Les femmes forment 80% de l’effectif des enseignant(es), le fait que les femmes soient chassées entraîne une dégradation numérique automatique du nombre de garçons scolarisés. Les femmes donnaient des cours aux garçons et aux filles, l’interdiction du travail des femmes fait fuir aussi les garçons, qui sont de plus en plus nombreux à déserter l’école
Le niveau a déjà baissé ; cela se constate déjà en quelques mois. Il y a aussi pour cela une raison économique : les salaires des enseignantes nourrissaient de nombreuses familles. Ils continuent d’être payés par l’UNICEF, il s’agit de 100 € par mois environ. Le maintien du système éducatif, tout dégradé qu’il soit, est une question de survie, en situation de famine.
L’interdiction des talibans vise particulièrement l’enseignement scientifique : le plus grand nombre des profs de mathématiques , de physique, de biologie et d’histoire étaient des femmes. C’est le résultat direct d’une conviction des talibans : c’est péché d’essayer de savoir comment le monde fonctionne. C’est l’affaire de Dieu. Ainsi, de plus en plus d’enfants estiment que la terre est plate…
Les écoles clandestines se développent à toute vitesse, surtout dans les régions les plus pauvres, chez les Hazaras et les chiites. Le niveau de la plupart d’entre elles est assez faible. On y enseigne surtout l’anglais et l’informatique. Ce sont, en fait des écoles préparatoires à l’exil. On n’a pas beaucoup de renseignements sur les écoles clandestines du fait du manque de journalistes.
Les tensions inter-ethniques grandissent. Prenons l’exemple du recrutement des fonctionnaires. Dans le récent concours de recrutement des fonctionnaires de niveau 3, le niveau le plus élevé, les candidats ont constaté avec stupeur que les questions des QCM étaient rédigées en langue pachtoune exclusivement. Les persanophones n’ont pas pu se présenter au concours. Les talibans ont clairement signalé qu’ils allaient établir le pachtoo comme seule langue officielle.

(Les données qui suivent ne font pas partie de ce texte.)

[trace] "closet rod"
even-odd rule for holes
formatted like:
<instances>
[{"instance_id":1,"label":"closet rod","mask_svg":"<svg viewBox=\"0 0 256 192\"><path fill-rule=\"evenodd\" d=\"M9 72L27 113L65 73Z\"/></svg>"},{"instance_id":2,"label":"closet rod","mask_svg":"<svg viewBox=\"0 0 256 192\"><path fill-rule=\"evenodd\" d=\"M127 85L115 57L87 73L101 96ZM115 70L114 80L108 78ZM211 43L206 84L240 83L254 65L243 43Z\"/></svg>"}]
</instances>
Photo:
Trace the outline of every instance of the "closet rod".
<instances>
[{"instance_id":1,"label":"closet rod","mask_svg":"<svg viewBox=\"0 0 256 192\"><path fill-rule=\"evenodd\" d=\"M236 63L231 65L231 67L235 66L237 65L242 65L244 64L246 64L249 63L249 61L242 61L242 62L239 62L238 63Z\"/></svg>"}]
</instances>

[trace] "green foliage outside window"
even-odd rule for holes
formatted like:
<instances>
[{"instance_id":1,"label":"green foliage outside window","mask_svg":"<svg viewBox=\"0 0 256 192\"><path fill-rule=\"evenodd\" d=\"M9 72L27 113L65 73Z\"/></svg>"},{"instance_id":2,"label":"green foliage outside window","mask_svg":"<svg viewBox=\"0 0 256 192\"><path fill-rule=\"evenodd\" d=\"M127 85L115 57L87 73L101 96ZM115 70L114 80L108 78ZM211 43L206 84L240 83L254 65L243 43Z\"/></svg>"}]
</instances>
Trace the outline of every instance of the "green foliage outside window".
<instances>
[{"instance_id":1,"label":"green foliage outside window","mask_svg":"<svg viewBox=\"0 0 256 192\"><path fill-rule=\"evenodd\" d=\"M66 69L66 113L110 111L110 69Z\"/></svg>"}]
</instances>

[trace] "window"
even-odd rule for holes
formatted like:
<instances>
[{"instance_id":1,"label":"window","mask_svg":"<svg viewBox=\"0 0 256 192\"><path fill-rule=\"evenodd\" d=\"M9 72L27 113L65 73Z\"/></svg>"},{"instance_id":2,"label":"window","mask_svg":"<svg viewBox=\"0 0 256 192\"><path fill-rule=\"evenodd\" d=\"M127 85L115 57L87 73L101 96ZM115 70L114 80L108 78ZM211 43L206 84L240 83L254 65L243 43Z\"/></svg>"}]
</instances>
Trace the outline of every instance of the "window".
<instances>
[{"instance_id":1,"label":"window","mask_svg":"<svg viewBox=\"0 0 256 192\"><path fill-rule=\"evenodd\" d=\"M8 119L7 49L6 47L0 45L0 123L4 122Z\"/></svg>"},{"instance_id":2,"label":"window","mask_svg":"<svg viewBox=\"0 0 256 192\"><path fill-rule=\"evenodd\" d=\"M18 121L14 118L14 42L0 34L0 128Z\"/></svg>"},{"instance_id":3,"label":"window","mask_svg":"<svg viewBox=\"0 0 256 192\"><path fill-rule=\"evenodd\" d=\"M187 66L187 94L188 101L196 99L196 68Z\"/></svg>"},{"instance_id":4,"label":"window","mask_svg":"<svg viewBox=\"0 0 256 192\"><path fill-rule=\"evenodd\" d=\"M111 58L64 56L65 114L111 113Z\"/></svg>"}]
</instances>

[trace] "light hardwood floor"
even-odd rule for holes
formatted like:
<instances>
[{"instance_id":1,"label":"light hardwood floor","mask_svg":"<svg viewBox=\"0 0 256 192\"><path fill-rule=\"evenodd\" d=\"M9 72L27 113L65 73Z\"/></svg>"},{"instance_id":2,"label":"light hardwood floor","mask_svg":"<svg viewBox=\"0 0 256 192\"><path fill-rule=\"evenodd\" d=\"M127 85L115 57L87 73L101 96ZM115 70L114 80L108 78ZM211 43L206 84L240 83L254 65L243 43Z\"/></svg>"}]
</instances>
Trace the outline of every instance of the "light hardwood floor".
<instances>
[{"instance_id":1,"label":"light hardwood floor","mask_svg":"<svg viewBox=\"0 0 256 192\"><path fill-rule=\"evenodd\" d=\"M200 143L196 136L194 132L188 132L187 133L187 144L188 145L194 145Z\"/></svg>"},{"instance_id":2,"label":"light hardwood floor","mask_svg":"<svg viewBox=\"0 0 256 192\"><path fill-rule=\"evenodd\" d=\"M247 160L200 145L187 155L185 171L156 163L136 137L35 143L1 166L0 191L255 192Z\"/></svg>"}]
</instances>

L’interdiction du travail des femmes se fait petit à petit. Chaque région, chaque village croit y échapper, et voilà qu’on annonce des visites domiciliaires pour vérifier l’application de la loi.
Les talibans, la nuit tombée, entrent de force dans les maisons pour chercher des fonctionnaires de l’ancien régime. Ils cherchent aussi des jeunes filles. Ils les violent parfois, puis les épousent.
Ces pratiques créent bien entendu la panique dans la population. Les familles n’osent pas parler.
Je dirai un mot aussi des déplacements de population. Comme certains régimes auparavant, ils essayent d’installer des familles pachtounes, nomades ou originaires des zones tribales, dans le Nord. Parfois les talibans mettent le feu aux maisons, et récupèrent les terres fertiles.
Les talibans ne réfléchissent à aucun programme de développement du pays.
Ils dépendent des ordres que leur donnent les dirigeants pakistanais. Nous demandons à la communauté internationale, si elle veut bien nous entendre, qu’elle fasse pression sur le Pakistan pour faire cesser la pratique des mariages forcés, des déménagements forcés de populations.
Michel et Nafissa T. firent ensuite un exposé sur les dernières actions sur place : parrainages et distributions de colis alimentaires. Exposé suivi d'un rappel des actions de l'association depuis sa création. Le tout illustré de photos et de vidéos.
La séance se termina autour d'un thé agfhan.